The pharmacological activity of chloroquine and hydroxychloroquine was tested using SARS-CoV-2–infected Vero cells. Physiologically based pharmacokinetic models (PBPK) were conducted for each drug. Hydroxychloroquine was found to be more potent than chloroquine in vitro. Based on PBPK models, the authors recommend a loading dose of hydroxychloroquine 400 mg PO BID, followed by 200 mg BID for 4 days. [60]

Corticosteroids

A study describing clinical outcomes of patients diagnosed with COVID-19 was conducted in Wuhan China (N = 201). Eighty-four patients (41.8%) developed ARDS, and of those, 44 (52.4%) died. Among patients with ARDS, treatment with methylprednisolone decreased the risk of death (HR, 0.38; 95% CI, 0.20-0.72). [43]

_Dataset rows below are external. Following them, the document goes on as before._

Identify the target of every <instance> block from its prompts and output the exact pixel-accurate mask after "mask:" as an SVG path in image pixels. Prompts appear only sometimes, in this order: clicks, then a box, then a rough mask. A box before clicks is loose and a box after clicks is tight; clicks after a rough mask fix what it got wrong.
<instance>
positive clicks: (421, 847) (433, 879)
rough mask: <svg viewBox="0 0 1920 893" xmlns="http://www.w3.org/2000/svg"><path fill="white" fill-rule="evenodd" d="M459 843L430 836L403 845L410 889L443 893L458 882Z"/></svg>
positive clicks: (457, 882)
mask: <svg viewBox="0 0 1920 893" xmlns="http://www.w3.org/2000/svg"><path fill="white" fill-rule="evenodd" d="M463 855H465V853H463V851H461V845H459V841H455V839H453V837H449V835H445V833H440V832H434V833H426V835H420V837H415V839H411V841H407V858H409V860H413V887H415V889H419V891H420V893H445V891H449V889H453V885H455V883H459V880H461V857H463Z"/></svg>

An open-label prospective trial is planned to study the clinical improvement in patients treated with methylprednisolone IV.

Nitric oxide

Published findings from the 2004 SARS-CoV infection suggest the potential role of inhaled nitric oxide (iNO; Mallinckrodt Pharmaceuticals, plc) as a supportive measure for treating infection in patients with pulmonary complications. Treatment with iNO reversed pulmonary hypertension, improved severe hypoxia, and shortened the length of ventilatory support compared with matched control patients with SARS.

A phase 2 study of iNO is underway in patients with COVID-19 with the goal of preventing disease progression in those with severe ARDS.